On Thursday, 1 September 2022 at 13:23:42 UTC, Steven Schveighoffer wrote:
>On 9/1/22 6:13 AM, Redwan wrote:
>OK tnx. another problem that probably is related to this issue.
I compiled this worthless code:
void main() {}
also this one:
@nogc void main() {}
the valgrind result:
...
total heap usage: 143 alloc, 141 frees, 13,236 bytes allocated
...
!!!
what's this means??
from where comes this allocations and also leaks???
The runtime does some allocations before running main. But these are all C malloc allocations and not GC allocations.
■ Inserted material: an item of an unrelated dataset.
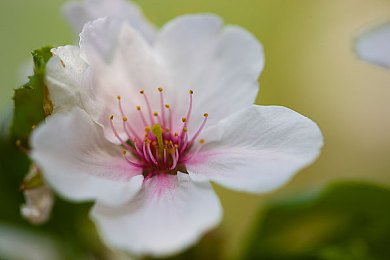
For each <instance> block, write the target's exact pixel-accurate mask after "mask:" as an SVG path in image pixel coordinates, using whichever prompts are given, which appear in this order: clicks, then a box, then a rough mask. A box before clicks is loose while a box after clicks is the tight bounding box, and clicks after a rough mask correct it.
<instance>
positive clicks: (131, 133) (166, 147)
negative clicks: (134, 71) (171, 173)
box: [110, 87, 208, 180]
There should be zero GC usage in these programs.
Hi Steven,
I think you would agree that one hundred and forty three allocations (=malloc calls?) is a very large (unacceptable) amount for just starting and shutting down the runtime of D.
As for "leaks", I think it would tell you that. Looking on the internet, this may count for "reachable" data, that is, data that is allocated, and still referenced at program exit. Such memory is not a "leak" in the sense that you just stopped pointing at it and never freed it.
Matching deallocations should also be required of a language runtime. Every user is forced to use the druntime, it is not an optional component (yes -betterC, come on). One example mentioned on StackOverflow is the case of a DLL [1].